Rescue Equipment - What's in My Kit?
When out on the river there are many pieces of gear that I carry in case something goes wrong. The amount and type of gear depends on several factors. I will consider the difficulty of the river, the strength of the group, the remoteness of the river, the type of river and what problems we are likely to encounter. These factors, in addition to my role in the group (instructor/guide or just another paddler), help me decide what equipment to carry. For a play river with a strong group of paddlers, I might only carry a throwbag, knife, a few carabiners, and a small first aid kit. On more technical rivers, more remote rivers or when guiding/instructing, I often carry more equipment. When gearing up for the creeks, I start by wearing a rescue vest. My rescue vest is outfitted with a tether that uses an autolocking carabiner. In the front pocket of my rescue vest, I carry a knife, 2 prussic loops that are girth hitched together, 2 locking carabiners, a small pulley, a cpr shield and a pair of gloves. Whenever I am out of my boat, scouting a rapid, setting safety or watching boaters run a rapid, I also have a throwbag on me. By having all of this equipment on my body, it is always with me and quickly accessible. Having the gear on my body, means I don’t have to worry about getting separated from my boat, or spending a lot of time pulling equipment out of the boat. This is especially important if someone gets into a situation where I need to get out of my boat quickly to provide assistance.
In addition to the equipment I carry on my body, I also carry some equipment in my boat. I keep a throwbag ready for quick access. For this bag I prefer a full length bag (70-75’) but because I want a smaller bag that is easier to pack and throw I use a ¼” or 5/16” spectra rope. While this rope isn’t as strong and doesn’t work as well with prussic as a 3/8” bag, it packs a lot smaller and is easier to throw. I keep this bag mounted on the front pillar of the kayak or in the water bottle holder in front of the seat. This bag leaves the boat every time I do. In addition to my quick access throwbag, I usually have a large (70-75’ of 3/8” spectra rope) in the back of my kayak. This rope is ideal for setting up haul systems and works well with prussics. Both of my throwbags are full length bags measuring 70-75' in length. This is really important to me. I have used shorter bags in the past and they always seem to land 5+ feet short and with the thinner 1/4" or 5/16" rope they are still fairly compact and easy to throw. I also carry a watershed drybag in the back of my kayak. In this drybag, I carry a well stocked first aid kit and several pieces of webbing, another 3-5 carabiners, a few pulleys and some additional prussic loops.

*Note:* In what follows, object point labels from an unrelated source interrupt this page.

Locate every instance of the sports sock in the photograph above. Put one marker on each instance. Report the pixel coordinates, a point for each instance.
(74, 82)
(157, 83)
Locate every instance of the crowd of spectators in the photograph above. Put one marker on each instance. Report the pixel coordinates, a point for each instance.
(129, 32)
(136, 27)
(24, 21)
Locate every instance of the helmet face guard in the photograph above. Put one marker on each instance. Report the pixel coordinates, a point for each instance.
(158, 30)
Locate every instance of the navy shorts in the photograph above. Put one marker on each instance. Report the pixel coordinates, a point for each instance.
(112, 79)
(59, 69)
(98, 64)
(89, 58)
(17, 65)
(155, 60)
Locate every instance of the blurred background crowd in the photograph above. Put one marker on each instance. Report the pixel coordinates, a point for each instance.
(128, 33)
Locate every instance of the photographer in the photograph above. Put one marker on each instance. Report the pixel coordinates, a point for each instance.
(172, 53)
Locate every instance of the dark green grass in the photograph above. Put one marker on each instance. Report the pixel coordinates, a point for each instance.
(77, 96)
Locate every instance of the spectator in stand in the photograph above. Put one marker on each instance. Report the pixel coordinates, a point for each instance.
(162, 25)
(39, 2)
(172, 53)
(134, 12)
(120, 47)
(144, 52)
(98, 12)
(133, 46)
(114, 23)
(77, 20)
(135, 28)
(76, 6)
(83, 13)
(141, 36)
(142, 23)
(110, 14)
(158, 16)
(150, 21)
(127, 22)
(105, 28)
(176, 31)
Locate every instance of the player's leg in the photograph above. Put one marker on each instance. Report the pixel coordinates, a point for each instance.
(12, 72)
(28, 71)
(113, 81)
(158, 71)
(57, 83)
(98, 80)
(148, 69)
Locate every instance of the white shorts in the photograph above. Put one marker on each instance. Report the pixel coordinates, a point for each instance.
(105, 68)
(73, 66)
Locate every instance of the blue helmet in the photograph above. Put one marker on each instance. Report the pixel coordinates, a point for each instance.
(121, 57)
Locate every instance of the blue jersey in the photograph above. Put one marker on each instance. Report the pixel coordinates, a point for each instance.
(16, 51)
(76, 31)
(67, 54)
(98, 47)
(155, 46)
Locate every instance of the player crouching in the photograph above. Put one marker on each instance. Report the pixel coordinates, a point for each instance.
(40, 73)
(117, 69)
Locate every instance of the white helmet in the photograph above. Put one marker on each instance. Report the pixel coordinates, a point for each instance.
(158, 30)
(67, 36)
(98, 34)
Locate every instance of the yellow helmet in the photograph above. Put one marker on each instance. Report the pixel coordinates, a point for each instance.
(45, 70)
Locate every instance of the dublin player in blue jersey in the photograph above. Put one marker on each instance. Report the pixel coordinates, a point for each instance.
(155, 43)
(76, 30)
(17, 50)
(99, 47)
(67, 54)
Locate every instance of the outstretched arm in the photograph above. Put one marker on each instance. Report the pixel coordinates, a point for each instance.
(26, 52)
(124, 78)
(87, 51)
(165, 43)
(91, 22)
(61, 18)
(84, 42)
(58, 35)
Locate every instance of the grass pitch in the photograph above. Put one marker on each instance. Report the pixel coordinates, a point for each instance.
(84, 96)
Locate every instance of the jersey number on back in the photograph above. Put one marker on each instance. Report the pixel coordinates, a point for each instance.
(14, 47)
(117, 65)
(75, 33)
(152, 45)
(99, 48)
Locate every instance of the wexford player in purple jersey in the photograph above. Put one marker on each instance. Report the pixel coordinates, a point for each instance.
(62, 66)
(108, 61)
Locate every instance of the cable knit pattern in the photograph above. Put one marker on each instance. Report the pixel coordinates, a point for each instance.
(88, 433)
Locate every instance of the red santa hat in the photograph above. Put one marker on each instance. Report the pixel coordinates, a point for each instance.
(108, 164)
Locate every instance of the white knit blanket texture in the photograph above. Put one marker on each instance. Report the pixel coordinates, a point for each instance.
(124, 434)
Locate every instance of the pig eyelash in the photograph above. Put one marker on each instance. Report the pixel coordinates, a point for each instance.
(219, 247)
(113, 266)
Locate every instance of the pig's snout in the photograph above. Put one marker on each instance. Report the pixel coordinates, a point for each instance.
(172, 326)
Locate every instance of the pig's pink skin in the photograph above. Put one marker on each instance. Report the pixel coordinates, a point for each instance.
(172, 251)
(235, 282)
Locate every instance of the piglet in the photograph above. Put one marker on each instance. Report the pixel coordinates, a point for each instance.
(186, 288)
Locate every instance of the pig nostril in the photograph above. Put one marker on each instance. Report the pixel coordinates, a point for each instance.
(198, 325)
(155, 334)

After every rescue course, rescue scenario or incident on a river, I take a few minutes to reevaluate everything I carry. I try to consider if there is other gear that could do the job more effectively, if there are things in my kit that are unnecessary or if there is gear that I am missing. It is important that you know what is in your kit and how it is organized so you can get to it quickly or tell someone else to get it if it is ever needed. Hope to see you out on a river soon.